While this approach is useful, such as when strategizing to defeat a computer in chess, it is important to note that neither the tree in a forest nor the chess computer truly possesses desires or intentions. However, employing the intentional stance allows us to explain their behavior as if they did. For instance, we can attribute the computer's decision to castle to its "desire" to protect its king from our attack, without contradicting the inherent nature of the computer.
Intentions and agency
Our evolutionary history has bestowed upon us innate mechanisms that predispose us to perceive intentions and agency in our surroundings. These mechanisms, developed over time to aid our ancestors in survival and kinship relations, also lead us to attribute human-like qualities to non-human entities and find patterns where they may not exist. While mistaking a tree for a bear may pose little harm, the reverse can have dire consequences.
Evolutionary psychology sheds light on our natural inclination to interpret objects as human-like. Unconsciously, we tend to approach non-human entities with the assumption that they possess cognitive abilities and emotions, adopting what is known as the intentional stance.
Given the potential impact of LLMs, it is crucial to recognize that they are probabilistic machines devoid of intentions or genuine concern for humans. We must exercise caution in our language when describing their capabilities to avoid unintentionally bestowing them with human-like qualities. Let's consider a couple of examples.
The first example highlights a recent study that found ChatGPT to be more empathetic, providing "higher quality" responses to patient questions compared to those of doctors. Describing an AI as empathetic predisposes us to ascribe it with attributes such as reflection and genuine concern, which it does not possess.

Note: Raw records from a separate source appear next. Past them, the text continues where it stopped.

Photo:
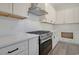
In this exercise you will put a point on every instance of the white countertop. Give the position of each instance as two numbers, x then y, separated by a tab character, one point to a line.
7	40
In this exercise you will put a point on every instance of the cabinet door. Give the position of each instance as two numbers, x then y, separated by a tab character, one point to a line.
33	46
76	15
51	16
41	5
69	15
6	7
20	9
60	17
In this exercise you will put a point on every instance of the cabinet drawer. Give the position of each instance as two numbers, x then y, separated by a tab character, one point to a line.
14	49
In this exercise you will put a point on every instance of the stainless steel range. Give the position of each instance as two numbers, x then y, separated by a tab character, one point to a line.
45	41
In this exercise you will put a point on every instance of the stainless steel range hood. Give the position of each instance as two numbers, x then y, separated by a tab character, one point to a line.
34	9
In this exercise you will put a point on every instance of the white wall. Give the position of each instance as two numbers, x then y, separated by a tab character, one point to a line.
67	28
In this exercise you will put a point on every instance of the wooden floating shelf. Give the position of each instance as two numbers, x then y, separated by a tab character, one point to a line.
11	15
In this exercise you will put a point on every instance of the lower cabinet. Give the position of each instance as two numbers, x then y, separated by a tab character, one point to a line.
15	49
34	46
28	47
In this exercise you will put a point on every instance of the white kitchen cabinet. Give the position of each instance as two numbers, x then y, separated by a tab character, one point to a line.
76	15
41	5
15	49
34	46
21	9
69	15
6	7
60	17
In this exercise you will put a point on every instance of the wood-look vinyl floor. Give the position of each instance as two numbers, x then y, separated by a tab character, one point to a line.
63	48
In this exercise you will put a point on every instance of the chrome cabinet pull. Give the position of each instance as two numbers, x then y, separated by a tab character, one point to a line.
13	50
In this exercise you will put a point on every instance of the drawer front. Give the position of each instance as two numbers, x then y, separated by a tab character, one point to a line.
14	49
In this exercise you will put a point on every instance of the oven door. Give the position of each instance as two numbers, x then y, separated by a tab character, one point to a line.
45	47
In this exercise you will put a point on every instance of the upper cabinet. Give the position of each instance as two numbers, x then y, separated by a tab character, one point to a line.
21	9
6	7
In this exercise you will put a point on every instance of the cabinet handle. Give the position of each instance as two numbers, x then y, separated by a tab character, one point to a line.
13	50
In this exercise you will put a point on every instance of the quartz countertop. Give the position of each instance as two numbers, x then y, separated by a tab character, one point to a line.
11	39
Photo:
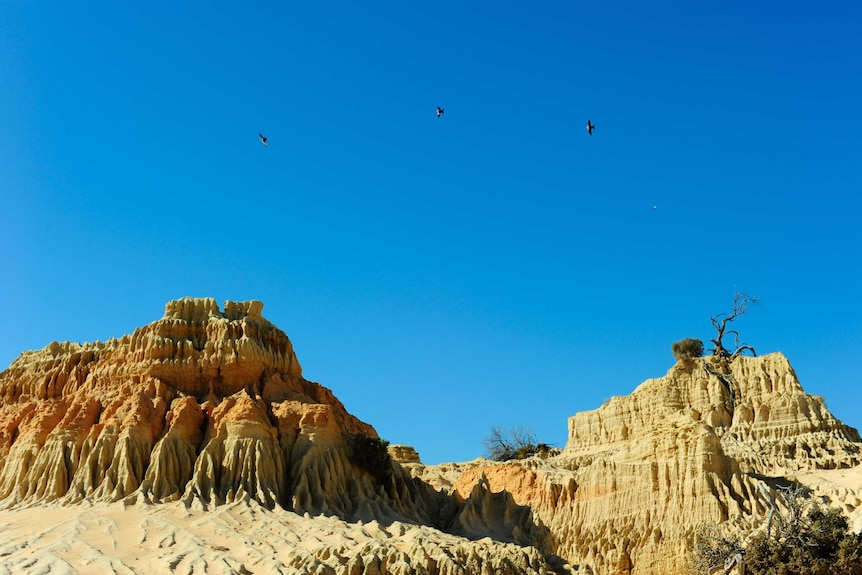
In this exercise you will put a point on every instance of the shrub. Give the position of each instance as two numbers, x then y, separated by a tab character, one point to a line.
814	543
370	454
514	443
688	348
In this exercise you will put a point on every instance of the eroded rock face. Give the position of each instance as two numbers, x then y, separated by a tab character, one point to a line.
204	403
641	473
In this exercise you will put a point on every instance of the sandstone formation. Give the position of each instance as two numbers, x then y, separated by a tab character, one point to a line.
641	473
195	445
206	408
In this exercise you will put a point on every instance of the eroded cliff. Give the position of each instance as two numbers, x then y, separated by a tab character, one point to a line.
208	408
641	473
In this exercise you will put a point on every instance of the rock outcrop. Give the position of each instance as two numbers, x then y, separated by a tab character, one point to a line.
206	408
641	473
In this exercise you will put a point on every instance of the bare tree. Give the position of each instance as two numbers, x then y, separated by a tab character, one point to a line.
513	443
741	303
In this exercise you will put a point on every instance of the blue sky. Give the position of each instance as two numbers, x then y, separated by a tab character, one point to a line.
497	265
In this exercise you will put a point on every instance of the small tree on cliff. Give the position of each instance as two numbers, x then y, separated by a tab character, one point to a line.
741	303
515	443
804	539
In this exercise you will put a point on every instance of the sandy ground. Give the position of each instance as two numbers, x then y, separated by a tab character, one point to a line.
241	538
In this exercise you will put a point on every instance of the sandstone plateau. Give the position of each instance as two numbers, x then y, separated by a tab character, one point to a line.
194	445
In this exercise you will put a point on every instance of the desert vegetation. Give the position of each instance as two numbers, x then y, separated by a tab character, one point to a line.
804	538
688	348
513	443
741	303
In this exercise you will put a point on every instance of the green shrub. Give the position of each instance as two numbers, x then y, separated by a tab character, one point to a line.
370	454
688	348
515	443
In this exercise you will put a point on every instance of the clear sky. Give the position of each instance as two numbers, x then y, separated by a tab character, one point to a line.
497	265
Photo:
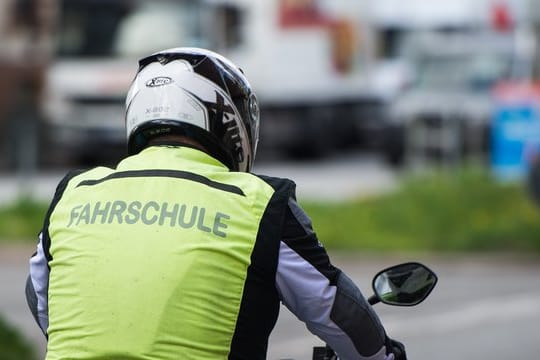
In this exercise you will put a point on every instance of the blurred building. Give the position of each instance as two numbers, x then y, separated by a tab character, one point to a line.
25	51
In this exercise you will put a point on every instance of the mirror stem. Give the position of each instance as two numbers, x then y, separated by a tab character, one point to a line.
373	299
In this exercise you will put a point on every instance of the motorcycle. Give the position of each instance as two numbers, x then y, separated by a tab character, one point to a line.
406	284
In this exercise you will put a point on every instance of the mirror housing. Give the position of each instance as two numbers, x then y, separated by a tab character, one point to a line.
407	284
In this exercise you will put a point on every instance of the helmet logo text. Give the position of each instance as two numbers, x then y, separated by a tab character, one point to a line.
159	81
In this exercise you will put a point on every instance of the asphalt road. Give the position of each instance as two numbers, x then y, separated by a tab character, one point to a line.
484	307
332	178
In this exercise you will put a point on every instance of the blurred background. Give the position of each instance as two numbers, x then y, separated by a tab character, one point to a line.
355	96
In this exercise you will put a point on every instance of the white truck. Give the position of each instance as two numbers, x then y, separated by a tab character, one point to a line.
311	64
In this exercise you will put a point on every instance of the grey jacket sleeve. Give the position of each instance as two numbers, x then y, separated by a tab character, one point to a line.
322	296
37	285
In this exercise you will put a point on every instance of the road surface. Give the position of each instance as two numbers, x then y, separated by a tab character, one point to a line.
484	307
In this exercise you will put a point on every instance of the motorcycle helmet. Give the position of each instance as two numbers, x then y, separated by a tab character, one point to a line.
199	94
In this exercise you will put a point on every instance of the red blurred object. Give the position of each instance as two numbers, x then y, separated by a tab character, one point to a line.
501	18
301	13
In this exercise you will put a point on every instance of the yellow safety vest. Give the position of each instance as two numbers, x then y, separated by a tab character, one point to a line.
149	260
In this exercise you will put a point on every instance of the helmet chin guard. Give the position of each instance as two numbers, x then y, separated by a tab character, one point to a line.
195	93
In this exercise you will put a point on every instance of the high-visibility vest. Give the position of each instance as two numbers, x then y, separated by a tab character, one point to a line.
150	260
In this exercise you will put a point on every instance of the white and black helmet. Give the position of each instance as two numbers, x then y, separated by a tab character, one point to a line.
199	94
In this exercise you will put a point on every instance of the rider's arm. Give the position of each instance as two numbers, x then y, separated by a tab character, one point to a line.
37	285
322	296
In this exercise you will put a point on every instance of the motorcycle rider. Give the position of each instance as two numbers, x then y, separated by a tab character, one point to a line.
180	252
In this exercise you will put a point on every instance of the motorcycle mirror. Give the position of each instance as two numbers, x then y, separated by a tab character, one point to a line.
406	284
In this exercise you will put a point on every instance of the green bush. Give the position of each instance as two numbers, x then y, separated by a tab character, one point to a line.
460	210
12	345
464	210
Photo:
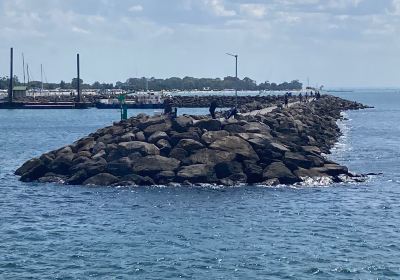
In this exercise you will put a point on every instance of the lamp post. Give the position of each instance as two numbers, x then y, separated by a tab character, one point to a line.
235	56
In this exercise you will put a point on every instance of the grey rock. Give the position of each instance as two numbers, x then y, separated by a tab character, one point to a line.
135	146
158	135
197	173
210	136
278	170
189	145
102	179
208	124
153	164
235	145
212	157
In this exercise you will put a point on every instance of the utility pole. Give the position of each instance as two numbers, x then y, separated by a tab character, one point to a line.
78	87
10	85
236	79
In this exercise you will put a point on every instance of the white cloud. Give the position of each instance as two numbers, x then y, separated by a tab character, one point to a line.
217	7
136	8
253	10
79	30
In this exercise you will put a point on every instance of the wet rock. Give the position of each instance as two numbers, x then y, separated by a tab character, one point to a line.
78	178
278	170
175	137
165	177
138	180
32	171
208	124
102	179
197	173
189	145
253	171
135	146
27	166
226	169
182	123
236	145
210	136
212	157
120	167
178	153
234	128
140	136
62	163
295	160
151	165
158	135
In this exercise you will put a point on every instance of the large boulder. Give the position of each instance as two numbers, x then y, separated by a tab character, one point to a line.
164	127
197	173
208	156
135	146
182	123
62	163
27	166
158	135
77	178
257	127
32	170
295	160
120	167
178	153
189	145
253	171
164	146
226	169
235	145
134	179
234	128
210	136
208	124
102	179
153	164
175	137
278	170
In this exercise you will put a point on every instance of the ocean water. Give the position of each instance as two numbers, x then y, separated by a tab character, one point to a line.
340	231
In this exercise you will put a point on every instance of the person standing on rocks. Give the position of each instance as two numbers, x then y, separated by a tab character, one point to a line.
286	101
167	106
213	106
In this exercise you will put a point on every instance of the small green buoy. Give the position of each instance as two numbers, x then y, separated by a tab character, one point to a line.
124	107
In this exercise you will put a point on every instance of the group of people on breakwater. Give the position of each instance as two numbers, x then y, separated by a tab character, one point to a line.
281	147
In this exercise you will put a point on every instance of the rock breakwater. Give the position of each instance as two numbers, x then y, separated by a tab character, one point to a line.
285	146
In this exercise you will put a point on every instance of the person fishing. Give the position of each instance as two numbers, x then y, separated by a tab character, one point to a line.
232	112
213	106
167	106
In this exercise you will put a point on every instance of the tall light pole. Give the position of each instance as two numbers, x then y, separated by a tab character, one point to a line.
236	82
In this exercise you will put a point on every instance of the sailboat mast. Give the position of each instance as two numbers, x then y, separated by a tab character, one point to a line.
41	77
23	66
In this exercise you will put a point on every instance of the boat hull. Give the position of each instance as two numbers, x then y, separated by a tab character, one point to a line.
129	106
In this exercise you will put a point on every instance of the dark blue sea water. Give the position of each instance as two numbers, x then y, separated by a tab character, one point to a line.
346	231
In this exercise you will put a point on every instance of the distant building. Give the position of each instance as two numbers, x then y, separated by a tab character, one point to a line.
19	91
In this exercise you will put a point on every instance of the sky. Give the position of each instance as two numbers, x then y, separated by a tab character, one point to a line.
336	43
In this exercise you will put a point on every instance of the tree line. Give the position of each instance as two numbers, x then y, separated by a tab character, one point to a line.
174	83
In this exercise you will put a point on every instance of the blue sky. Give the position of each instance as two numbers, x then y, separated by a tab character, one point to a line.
333	42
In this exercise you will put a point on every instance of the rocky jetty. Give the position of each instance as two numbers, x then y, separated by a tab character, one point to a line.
285	146
254	102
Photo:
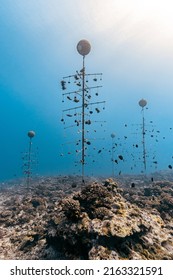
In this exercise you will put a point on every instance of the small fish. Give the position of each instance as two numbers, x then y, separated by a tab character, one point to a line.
120	157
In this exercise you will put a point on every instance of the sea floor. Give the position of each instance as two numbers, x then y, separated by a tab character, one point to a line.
128	217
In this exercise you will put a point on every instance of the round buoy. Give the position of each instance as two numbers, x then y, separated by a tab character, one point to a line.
83	47
31	134
112	135
142	103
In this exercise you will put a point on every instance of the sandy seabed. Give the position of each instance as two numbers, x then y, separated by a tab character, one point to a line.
125	218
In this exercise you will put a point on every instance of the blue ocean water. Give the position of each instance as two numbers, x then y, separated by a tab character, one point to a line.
37	49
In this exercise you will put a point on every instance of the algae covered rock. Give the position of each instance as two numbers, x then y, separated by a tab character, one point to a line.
98	223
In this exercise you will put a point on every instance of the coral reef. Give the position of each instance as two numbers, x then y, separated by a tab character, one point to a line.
58	218
98	223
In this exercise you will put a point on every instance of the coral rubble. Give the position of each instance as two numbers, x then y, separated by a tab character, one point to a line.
101	220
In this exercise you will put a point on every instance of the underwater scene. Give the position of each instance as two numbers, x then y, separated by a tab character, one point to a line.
86	158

The second example pertains to the launch of GPT-4, the latest version of ChatGPT technology, with claims of enhanced creativity and reasoning abilities. However, these advancements primarily reflect an expansion of "competence" rather than genuine "comprehension" as conceptualized by Dennett. Intentions are absent, and the AI relies on pattern matching rather than true understanding.
By maintaining a clear understanding of the limitations of LLMs and avoiding anthropomorphic language, we can better navigate the complexities of human-machine interactions and mitigate unwarranted expectations.
Safe and secure
In recent statements, Hinton highlighted the immediate concern of "bad actors" exploiting AI for malicious purposes. It is conceivable that an unscrupulous regime or multinational entity could deploy AI systems trained on misinformation and falsehoods to flood public discourse with deceptive content and deep fakes. Additionally, fraudsters may exploit AI to target vulnerable individuals in financial scams.
A group of prominent figures, including Gary Marcus and Elon Musk, recently penned an open letter urging a temporary halt to the further development of LLMs. Marcus has also proposed the establishment of an international agency dedicated to fostering safe, secure, and peaceful AI technologies, likening it to a "Cern for AI."
Moreover, many experts have suggested implementing watermarks on content generated by AI to clearly differentiate between human and AI interactions.
Regulatory efforts in the AI field often lag behind innovation, as is typical in other domains. The challenges outweigh the solutions, and the gap is likely to widen before narrowing. However, embracing Dennett's notion of "competence without comprehension" could serve as a valuable remedy to our instinctual tendency to anthropomorphize AI and treat it as human-like entities.